La Fiesta Shopping Center
- Location: San Roque, Saipan, Northern Mariana Islands
- Opened: April 26, 1993
- Closed: May 2004
- Stores: 40+
- Anchor tenants: 0
- Floor area: 175,000 sq ft (16,300 m^{2}).
- Floors: 3
- Parking: 140 parking spaces

= La Fiesta Mall =

La Fiesta Mall was an open-air shopping center located in one of the northern villages of San Roque, Saipan, Northern Mariana Islands. It opened in 1992. The mall, which closed in 2004, was the only one of its kind in the Commonwealth of the Northern Mariana Islands and is now considered a dead mall.

==Mall history==
The La Fiesta Shopping Center opened in 1992 with several shops and restaurants. A Japanese firm, Coco's Lagoon Development Corporation based in Guam, purchased the mall in San Roque on May 20, 2002, from Japan Air Lines, which owns and operates Nikko Hotel Saipan. The Northern Marianas College bought a portion of the mall to expand its grounds up north in 2003 but withdrew its decision, which left the mall with many empty retail spaces. Over the years, the mall has had numerous investors with ideas to redevelop the mall for the local population, but canceled due to the CNMI's economic sustainability. In 2007, the former shopping center was going to be renovated for a new Junior High/High School for the island of Saipan until the government decided not to do so. In late January 2012, the body of a murdered woman was found in one of the plaza courts of the shopping center.

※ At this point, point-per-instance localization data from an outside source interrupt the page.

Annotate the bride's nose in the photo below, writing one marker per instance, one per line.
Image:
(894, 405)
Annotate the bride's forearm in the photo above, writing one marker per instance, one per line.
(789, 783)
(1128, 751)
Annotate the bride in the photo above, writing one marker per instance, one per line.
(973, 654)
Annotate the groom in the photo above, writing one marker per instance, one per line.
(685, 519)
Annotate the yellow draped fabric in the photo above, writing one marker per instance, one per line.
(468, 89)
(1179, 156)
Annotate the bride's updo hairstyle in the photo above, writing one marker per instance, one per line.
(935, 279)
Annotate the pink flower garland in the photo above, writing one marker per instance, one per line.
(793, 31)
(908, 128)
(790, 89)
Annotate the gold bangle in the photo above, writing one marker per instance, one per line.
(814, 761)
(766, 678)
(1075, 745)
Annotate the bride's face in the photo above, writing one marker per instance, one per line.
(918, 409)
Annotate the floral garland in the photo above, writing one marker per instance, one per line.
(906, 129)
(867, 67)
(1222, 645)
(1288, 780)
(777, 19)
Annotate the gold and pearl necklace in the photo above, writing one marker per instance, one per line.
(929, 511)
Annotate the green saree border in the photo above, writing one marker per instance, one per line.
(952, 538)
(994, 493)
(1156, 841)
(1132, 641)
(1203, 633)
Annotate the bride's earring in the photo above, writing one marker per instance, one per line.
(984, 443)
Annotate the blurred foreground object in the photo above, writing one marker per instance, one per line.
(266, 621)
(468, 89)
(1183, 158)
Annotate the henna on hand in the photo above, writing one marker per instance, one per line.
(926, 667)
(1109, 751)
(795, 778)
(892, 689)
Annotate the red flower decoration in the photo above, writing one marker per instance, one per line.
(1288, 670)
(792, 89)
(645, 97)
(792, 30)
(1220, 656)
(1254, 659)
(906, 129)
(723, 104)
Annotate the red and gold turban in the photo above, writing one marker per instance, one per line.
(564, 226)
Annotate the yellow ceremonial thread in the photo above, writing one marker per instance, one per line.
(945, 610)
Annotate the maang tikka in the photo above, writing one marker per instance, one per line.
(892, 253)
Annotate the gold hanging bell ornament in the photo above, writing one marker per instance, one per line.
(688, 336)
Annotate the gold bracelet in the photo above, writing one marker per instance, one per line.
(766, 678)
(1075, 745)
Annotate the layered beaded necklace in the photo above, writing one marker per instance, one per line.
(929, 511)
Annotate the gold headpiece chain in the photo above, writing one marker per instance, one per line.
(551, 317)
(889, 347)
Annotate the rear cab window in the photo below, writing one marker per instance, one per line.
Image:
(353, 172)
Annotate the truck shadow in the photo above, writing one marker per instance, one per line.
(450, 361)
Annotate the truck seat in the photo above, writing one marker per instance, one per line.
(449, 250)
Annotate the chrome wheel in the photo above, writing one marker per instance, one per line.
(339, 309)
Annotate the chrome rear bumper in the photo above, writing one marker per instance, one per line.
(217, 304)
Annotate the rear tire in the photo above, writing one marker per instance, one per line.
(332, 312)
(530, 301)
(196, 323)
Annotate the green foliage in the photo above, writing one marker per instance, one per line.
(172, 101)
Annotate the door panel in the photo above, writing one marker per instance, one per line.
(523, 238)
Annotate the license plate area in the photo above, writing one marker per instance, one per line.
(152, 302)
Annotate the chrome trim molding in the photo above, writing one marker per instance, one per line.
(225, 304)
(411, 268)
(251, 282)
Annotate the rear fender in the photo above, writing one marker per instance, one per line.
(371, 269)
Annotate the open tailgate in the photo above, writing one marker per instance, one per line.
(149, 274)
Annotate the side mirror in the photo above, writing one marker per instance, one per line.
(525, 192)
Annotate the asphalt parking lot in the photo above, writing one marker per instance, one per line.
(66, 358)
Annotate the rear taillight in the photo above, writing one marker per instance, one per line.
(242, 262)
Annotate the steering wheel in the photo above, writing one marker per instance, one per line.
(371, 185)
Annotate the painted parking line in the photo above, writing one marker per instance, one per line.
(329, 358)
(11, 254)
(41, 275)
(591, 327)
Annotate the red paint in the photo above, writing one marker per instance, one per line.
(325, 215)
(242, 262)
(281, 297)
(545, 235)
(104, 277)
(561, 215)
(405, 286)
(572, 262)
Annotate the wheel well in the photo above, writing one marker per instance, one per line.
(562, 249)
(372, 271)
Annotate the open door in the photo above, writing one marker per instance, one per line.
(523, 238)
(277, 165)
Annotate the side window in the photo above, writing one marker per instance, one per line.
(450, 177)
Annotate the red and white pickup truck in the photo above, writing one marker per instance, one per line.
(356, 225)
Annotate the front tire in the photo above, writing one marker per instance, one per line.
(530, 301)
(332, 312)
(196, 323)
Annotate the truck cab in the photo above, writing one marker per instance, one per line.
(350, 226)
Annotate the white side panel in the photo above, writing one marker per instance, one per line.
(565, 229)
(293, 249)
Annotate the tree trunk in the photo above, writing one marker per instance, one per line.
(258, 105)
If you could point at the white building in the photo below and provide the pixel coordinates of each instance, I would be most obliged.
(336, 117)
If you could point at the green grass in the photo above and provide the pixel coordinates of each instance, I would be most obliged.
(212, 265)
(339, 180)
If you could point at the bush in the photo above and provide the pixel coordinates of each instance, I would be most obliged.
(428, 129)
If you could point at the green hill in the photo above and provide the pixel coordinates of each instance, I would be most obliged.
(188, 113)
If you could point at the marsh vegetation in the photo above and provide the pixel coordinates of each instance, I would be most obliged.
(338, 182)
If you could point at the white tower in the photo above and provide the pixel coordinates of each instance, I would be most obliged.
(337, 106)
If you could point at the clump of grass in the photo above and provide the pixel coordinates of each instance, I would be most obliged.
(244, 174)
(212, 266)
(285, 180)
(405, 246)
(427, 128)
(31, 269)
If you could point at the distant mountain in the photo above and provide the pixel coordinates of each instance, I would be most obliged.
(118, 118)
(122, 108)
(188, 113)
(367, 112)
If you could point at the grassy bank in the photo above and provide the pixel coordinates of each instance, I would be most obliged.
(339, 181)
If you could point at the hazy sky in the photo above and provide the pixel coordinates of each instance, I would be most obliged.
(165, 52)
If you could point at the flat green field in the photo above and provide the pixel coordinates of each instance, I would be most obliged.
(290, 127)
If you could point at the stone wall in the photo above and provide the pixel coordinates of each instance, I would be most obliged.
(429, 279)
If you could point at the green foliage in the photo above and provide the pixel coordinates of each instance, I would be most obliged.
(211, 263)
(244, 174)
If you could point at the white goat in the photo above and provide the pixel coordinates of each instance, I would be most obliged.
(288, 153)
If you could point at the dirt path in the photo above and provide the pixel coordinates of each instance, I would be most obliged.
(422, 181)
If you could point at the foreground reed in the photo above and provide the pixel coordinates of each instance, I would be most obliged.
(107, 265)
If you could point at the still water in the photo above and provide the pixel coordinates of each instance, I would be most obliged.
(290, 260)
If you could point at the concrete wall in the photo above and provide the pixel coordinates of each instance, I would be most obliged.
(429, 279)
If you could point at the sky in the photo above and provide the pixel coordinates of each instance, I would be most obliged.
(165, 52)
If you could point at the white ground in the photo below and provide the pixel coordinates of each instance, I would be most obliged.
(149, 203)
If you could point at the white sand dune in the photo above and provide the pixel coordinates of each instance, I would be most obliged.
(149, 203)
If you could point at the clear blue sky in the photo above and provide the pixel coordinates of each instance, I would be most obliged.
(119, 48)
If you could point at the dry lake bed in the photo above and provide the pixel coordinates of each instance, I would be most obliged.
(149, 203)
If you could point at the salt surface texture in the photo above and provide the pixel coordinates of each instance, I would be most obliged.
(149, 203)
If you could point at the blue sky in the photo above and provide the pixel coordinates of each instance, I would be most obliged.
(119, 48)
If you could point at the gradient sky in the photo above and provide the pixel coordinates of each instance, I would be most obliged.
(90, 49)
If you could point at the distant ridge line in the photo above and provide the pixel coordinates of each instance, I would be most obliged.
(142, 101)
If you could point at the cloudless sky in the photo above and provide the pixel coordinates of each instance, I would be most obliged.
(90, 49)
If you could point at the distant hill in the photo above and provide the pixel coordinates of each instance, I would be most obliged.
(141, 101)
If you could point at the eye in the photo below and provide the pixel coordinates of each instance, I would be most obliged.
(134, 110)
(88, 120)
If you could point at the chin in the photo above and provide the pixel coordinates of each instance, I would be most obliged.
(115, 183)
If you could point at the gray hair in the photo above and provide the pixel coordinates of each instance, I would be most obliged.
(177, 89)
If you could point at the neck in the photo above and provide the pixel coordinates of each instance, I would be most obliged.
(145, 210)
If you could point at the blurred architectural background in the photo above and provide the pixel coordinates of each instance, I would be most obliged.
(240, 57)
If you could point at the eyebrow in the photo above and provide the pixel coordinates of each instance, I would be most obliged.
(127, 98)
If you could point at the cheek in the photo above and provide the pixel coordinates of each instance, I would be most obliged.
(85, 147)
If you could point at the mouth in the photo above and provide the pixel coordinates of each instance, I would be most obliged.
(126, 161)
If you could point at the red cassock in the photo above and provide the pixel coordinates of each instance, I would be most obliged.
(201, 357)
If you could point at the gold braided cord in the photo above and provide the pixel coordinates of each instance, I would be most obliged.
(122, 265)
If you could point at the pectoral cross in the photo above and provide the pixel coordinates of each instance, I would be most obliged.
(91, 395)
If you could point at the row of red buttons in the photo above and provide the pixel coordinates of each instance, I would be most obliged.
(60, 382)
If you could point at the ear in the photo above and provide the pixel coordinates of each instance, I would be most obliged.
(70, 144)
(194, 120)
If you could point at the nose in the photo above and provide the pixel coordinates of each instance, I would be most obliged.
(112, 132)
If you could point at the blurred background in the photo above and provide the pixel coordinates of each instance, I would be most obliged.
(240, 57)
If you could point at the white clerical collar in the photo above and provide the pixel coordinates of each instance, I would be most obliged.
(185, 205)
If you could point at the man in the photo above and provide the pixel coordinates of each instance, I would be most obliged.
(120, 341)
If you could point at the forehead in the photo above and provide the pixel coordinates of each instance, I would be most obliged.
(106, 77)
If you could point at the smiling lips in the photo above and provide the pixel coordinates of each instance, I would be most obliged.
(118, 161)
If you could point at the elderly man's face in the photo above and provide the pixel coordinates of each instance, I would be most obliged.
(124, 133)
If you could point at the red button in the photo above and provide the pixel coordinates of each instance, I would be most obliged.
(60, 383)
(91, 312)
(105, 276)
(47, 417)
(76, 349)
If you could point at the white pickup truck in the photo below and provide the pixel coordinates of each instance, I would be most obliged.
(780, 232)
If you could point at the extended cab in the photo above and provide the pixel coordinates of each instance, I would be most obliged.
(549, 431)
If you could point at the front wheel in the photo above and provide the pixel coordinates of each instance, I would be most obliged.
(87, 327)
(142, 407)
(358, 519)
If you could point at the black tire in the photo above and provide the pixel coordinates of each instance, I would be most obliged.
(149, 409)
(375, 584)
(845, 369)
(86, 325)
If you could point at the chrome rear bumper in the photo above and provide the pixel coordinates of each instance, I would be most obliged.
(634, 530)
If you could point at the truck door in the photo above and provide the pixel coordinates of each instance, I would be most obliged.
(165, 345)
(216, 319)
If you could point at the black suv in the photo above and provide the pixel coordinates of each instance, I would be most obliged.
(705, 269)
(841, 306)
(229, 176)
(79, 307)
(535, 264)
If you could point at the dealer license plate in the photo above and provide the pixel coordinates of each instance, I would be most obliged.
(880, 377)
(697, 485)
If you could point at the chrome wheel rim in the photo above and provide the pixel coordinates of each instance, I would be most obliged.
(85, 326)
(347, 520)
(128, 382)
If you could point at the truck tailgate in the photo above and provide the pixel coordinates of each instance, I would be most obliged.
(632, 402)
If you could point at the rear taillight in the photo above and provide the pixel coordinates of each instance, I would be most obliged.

Today, La Fiesta Mall is owned by the CNMI government and remains abandoned and defunct.

==Shops, restaurants and attractions==
The open-air Shopping center had three plazas which held many local businesses along with numerous luxury shops like GUESS, Chanel, Rolex and restaurants such as Tony Roma's. On special occasions the mall would hold certain events and contest such as trick-or-treating on Halloween, Easter egg hunts, snowman building, art shows and dance competitions. Every other night or weekend, cultural performers of dance and music would perform at the main court of the mall.

==Rehabilitation==
Like most of the dead malls in the United States or, as in the Marianas case, its territories, leasing or management companies may change the architecture, layout, decor, or other component of a shopping center to attract more renters and draw more profits. Since 2009, local newspaper articles in the Saipan Tribune and Marianas Variety News & Views have said the government has asked the people of the CNMI and investors to propose ideas for revitalizing the shopping plaza. The plan was called the "La Fiesta Mall rebirth" and since the plan was adopted the government has gotten at least three proposals all with the estimated amount of $5 million.